A ação de formação “Autonomia e Flexibilidade Curricular como oportunidade de construção de uma Escola Inclusiva” foi destinada aos professores do primeiro ciclo do ensino básico, da Educação Especial, diretores de turma dos segundo e terceiro ciclos e do ensino secundário, coordenadores pedagógicos de ciclos, coordenadores de departamentos curriculares, representantes de áreas disciplinares, membros da Direção e, ainda, encarregados de educação.
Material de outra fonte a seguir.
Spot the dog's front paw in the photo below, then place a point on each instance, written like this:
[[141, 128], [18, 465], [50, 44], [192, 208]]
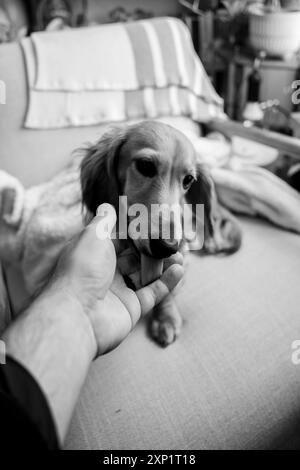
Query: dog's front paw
[[165, 324], [164, 332]]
Notas biográficas sobre Ariana Cosme
Ariana Cosme é professora da Faculdade de Psicologia e de Ciências da Educação na Universidade do Porto (Portugal), onde coordena (em colaboração) o Observatório de Vida das Escolas integradas no CIIE (Centro de Investigação e Intervenção Educativas). Doutorada em Ciências da Educação pela Universidade do Porto, fez um pós-doutoramento na área da formação de professores na Pontifícia Universidade Católica do Paraná, Brasil, onde é professora visitante.

Autora de obras académicas que se debruçam sobre a problemática da mediação educativa e pedagógica e a reconfiguração da profissão docente, Ariana Cosme desenvolve esta reflexão sobretudo no domínio do ensino básico e secundário, o que justifica a intervenção que tem vindo a desenvolver como formadora e consultora de escolas inseridas em Territórios Socialmente Vulneráveis e em Projetos de Inovação Pedagógica.

É consultora do PAFC - Projeto Piloto de Autonomia e Flexibilidade Curricular -, a convite do Ministério da Educação de Portugal.